Он был мертв. Все и каждый говорил это несчастной девушке, но она не могла поверить.

Когда она осталась одна со старой рабой и умершим, она подняла его тяжелую несгибавшуюся руку, и, как только выпустила ее, рука упала вниз подобно свинцовой гире.

Она приподняла платок с лица усопшего, но тотчас же набросила его опять, так как смерть ужасно исказила черты покойника.

Затем она поцеловала его холодную руку, подвела к нему детей, велела им сделать то же и сказала:

– Теперь у нас нет больше отца; мы его никогда уже не увидим, никогда!

Слепой Гелиос ощупал тело и спросил сестру:

– Разве он не проснется завтра утром, не даст тебе завить ему волосы и не будет поднимать Гелиоса высоко вверх?

– Никогда, никогда!
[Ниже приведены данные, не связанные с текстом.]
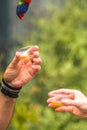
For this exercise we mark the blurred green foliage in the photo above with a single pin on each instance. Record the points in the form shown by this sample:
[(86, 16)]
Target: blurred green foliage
[(62, 37)]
Для него все миновало, все, все!

При этой жалобе в комнату вошел Мастор, присланный императором.

Вчера он из уст надсмотрщика над каменщиками услышал весть, что после страдания и скорби здесь, на земле, наступает для человека более прекрасная, блаженная и вечная жизнь.

Он подошел к Арсиное и сказал:

– Нет, нет, дети, после смерти мы сделаемся прекрасными ангелами с пестрыми крыльями, и все, которые любили друг друга на земле, снова соединяются у бога на небе.

Арсиноя с укором посмотрела на раба и возразила:

– К чему обманывать детей сказками? Отец умер, его нет, но мы постараемся никогда не забывать его.

– Есть ли какой-нибудь ангел с красными крыльями? – спросила самая младшая дочь умершего.

– Я хочу быть ангелом! – вскричал слепой Гелиос, всплеснув руками. – Могут ли ангелы видеть?

– Да, милый мальчик, – отвечал Мастор, – и их глаза особенно ясны, и то, что они увидят, будет чудно, прекрасно.

– Да оставь же эти христианские фантазии, – попросила Арсиноя. – Ах, дети, когда тело нашего отца будет сожжено, то у нас не останется ничего, кроме горсти серого пепла.

Мастор взял маленького слепца на руки и с уверенностью прошептал ему на ухо:

– Поверь мне, ты увидишь его снова на небе!

Затем он снова поставил малютку на ноги и подал Арсиное от имени императора кошелек с золотыми деньгами, прося ее – этого требовал его повелитель – искать себе новое убежище и после сожжения умершего, которое должно было произойти на другой день, оставить вместе с малютками Лохиаду.